My error,   mistook the TDi meaning it had an engine management on board. Yes you should feel the pulling power of the turbo coming in around the 1800 revs mark.If my memory serves me better today I seem to think that a mechanical pump is adjustable or at least can be recalibrated.But my initial thoughts when reading your post led me to suspect the turbo, but your mileage is low and it could be just a hose split of punctured.
Not sure where you are based but there must be a disel specialist near you.
I do know an excellent one in Hove Sussex.did all the taxi's.
cabby


----------



## pejoy (Sep 14, 2008)

Thanks guys.Can anyone recommend a good garage i could go to who is familiar with these engines. I'v tried phoning three fiat garages and they only really seem to know the modern engines.

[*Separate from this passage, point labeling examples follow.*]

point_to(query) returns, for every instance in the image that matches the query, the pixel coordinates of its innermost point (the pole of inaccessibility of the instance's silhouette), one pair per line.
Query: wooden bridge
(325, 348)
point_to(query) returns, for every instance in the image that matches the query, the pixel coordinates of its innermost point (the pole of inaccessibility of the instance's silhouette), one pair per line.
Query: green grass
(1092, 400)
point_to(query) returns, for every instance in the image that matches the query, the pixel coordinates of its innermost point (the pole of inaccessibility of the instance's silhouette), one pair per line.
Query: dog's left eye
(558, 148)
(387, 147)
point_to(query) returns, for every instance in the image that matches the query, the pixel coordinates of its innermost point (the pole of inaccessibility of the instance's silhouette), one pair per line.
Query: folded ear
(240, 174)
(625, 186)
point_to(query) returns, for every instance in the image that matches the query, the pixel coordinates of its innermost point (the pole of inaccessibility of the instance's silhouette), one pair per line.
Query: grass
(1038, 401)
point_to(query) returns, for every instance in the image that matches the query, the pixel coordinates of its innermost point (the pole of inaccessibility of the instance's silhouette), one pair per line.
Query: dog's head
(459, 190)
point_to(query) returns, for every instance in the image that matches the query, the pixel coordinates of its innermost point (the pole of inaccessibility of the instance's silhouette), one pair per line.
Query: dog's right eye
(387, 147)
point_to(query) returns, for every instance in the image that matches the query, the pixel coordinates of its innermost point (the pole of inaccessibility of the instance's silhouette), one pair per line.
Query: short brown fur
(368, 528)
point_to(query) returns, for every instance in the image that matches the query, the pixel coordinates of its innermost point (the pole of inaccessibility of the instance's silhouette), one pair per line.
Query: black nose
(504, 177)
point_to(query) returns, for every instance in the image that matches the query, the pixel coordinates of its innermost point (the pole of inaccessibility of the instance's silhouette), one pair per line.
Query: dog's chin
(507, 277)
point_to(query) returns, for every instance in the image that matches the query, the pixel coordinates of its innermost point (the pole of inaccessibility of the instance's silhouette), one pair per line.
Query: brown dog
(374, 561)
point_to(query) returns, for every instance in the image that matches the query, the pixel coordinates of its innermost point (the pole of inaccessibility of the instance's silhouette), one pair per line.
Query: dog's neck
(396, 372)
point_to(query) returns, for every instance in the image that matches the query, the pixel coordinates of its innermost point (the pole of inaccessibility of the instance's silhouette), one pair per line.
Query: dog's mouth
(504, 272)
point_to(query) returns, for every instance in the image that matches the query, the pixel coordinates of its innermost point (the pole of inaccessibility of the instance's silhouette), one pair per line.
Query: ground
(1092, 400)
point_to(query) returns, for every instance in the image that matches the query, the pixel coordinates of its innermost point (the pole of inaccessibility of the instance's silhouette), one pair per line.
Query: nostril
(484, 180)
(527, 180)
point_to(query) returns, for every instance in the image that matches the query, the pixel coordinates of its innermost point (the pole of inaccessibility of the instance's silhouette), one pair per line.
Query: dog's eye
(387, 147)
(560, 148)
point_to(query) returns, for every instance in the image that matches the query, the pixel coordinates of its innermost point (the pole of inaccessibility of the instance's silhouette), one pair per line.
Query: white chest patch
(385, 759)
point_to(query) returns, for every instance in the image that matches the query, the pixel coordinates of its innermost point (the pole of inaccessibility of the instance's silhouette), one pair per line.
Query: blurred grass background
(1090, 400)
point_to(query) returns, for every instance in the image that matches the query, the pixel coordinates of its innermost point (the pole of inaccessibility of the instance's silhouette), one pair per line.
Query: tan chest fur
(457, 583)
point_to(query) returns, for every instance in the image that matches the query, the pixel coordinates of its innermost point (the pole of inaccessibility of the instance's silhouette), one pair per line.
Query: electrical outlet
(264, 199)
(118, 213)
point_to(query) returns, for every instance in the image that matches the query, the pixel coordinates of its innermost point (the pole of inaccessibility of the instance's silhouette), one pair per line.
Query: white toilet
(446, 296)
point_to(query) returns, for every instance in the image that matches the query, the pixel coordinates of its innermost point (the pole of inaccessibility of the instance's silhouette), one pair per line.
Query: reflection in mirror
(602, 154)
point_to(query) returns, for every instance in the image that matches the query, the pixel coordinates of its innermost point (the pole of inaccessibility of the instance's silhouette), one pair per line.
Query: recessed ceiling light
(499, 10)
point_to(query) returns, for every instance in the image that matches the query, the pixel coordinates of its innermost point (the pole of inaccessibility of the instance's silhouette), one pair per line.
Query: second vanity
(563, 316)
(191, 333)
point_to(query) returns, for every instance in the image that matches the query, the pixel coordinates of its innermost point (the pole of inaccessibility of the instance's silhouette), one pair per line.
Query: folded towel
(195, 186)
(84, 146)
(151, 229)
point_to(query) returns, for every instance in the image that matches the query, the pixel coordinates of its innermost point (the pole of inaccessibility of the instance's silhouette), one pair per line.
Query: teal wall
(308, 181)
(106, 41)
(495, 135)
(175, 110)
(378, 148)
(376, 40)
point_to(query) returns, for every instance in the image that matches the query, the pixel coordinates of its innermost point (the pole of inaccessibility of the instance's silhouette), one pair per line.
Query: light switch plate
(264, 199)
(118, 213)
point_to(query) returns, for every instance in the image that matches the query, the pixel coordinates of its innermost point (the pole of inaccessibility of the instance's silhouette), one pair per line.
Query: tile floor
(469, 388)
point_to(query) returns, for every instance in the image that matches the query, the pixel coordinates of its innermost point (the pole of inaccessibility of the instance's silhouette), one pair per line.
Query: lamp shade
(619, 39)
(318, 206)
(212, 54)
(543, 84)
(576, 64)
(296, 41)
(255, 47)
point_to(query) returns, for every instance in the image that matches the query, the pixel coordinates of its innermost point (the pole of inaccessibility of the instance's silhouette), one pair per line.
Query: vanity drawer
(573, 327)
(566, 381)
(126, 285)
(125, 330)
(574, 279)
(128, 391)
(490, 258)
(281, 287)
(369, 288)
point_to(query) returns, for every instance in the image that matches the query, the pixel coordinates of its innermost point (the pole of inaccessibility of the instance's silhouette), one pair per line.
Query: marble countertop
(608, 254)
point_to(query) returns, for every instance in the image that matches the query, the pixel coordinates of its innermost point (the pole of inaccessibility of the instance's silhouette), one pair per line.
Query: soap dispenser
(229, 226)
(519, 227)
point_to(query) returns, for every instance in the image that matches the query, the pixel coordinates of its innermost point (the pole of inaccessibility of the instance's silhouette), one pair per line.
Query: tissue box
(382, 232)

Cabby...Do you have a phone number for the one you recommended.
Thank.
P.


----------



## locovan (Oct 17, 2007)

pejoy said:


> Thanks guys.Can anyone recommend a good garage i could go to who is familiar with these engines. I'v tried phoning three fiat garages and they only really seem to know the modern engines.
> 
> Cabby...Do you have a phone number for the one you recommended.
> Thank.
> P.


Err Im a girl-- :lol: :lol: 
I do hope you get this problem sorted and let us know what happens and the cost as you never know when my old girl might fail us. :wink:


----------



## eddied (May 9, 2005)

Ciao, I used to have one of these. Just a thought- the jubilee clip clamping one of the turbo hoses wouldoften come loose, and need either tightening or replacing. Usually happened on a motorway or the approach to a long incline? Have a look at yours; if they do work loose power loss is very noticeable.
saluti,
eddied


----------



## cabby (May 14, 2005)

Sorry for delay, Automatine Diesel, located in Hove Sussex BN3 4QR.
01273 415296. don't be put off by the name, this goes back generations.

cabby


----------



## Rabbiteer (Dec 25, 2008)

Try a weighbridge. 
Upto about 50mph it how much weight you are moving that matters. 
If engine and gear ratios are the same you can compare perfomance any make.
Proper servicing can pay dividends too, as they spot leaky pipes and other mechanical nasties.


----------



## OllyHughes (May 19, 2009)

Hi Pejoy 
Was going to tell you about 'Van Aken' and how they did a little bit of magic on my 1997 2.5 td Ducato in exchange for a little money, but on checking their website I find they have go out of business, Which is a shame because they really put life into my old girl. 
Hey ho thats progress for you 

Olly


----------